UK parliamentary inquiry rejects data retention

By EDRi · February 12, 2003

In the UK, a parliamentary inquiry resulted in a firm rejection of governmental plans for general data retention. In one piece of proposed legislation Government expected phone companies, mobile operators and Internet service providers to voluntarily keep logging data for a period of up to 12 months. These data would reveal who has been calling and e-mailing whom, which websites they had visited, and even where people have been with their mobile phones. In their report, the All Party Internet Group (APIG) concludes that the Government had underestimated the costs of the scheme, that billing databases would migrate abroad to escape regulation and that there were few incentives for industry to help the government track technical change. To cap all this, the scheme appeared to be in breach of Human Rights legislation and despite a year of effort by the Home Office, no solution was in sight.

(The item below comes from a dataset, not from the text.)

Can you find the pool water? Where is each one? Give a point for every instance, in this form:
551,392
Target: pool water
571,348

The evidence heard by the parliamentary inquiry made it clear that the proposed voluntary retention scheme had no hope of acceptance by industry. The report also concludes that it would be impractical to proceed with the fallback of mandatory data retention and strongly recommends that the Home Office scrap their plans altogether and start negotiations on a lower impact scheme of targeted “data preservation” instead.

The group also examined existing pieces of legislation including the Regulation of Investigatory Powers Act 2000 (RIPA) and recommended that definition of communications data be improved.